O voo para Lincoln, Alabama, dura pouco mais de duas horas. Sinto-me enclausurada dentro de um avião. Esconder minhas asas da visão humana sempre é um esforço, mas parece ser fácil quando minha mente não gira em volta disso. Agora, presa numa poltrona razoavelmente confortável, com pessoas razoavelmente arrogantes e crianças razoavelmente hiperativas, só o que quero é sair voando por conta própria. Agir como um humano qualquer exige de mim toda a pouca capacidade de atuação que herdei. Isso ao menos desvia minha atenção do nome latente que chega em meu cérebro junto com o oxigênio. É impossível deixar de pensar no que Conselheiro fará com Henry caso o encontre. E eu sei que ele vai procurar. Caroline Matters. Quem é essa mulher? Talvez uma amiga de Gaia, mas eu não sabia que havia outros anjos no plano terrestre além dos cupidos. E Gaia não me deixaria aos cuidados de uma humana, não uma qualquer.

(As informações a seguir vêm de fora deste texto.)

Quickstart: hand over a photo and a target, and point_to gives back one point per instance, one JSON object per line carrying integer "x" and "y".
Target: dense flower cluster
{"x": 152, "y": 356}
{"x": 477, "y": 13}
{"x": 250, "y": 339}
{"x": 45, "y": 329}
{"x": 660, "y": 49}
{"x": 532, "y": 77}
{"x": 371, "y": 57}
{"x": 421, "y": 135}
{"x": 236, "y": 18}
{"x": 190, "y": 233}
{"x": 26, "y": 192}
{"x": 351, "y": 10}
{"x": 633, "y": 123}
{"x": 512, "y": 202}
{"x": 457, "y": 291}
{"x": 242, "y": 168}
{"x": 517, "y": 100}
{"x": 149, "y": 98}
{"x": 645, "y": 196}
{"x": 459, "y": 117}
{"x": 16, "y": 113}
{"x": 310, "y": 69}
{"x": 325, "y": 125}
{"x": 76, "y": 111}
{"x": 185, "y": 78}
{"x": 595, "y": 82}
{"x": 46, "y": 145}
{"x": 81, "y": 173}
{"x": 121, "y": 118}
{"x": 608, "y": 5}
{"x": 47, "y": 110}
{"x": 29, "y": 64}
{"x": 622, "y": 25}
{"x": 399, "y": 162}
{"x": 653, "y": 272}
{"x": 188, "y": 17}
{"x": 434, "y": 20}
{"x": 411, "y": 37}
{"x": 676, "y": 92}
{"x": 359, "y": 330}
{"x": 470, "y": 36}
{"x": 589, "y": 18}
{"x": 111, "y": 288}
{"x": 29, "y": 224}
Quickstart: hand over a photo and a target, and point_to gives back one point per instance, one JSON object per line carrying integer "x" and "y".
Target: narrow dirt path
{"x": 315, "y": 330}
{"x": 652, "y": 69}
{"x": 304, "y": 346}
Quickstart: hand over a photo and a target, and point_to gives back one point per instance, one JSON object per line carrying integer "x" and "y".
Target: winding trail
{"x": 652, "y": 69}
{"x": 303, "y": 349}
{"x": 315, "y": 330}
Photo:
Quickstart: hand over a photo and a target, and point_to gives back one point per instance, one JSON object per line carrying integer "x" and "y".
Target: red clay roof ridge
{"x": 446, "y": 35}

De qualquer jeito, se o ruivo está disposto a cumprir sua promessa, eu estou disposta a não pensar mais nele. Não por enquanto.Vingarei Laura, serei um cupido perfeito com seus devidos méritos. Mas assim que meus deveres estiverem em dia, se eu estiver viva, e espero estar, reverterei a situação de Henry. Entregarei Céu e Terra para que ele possa amar novamente.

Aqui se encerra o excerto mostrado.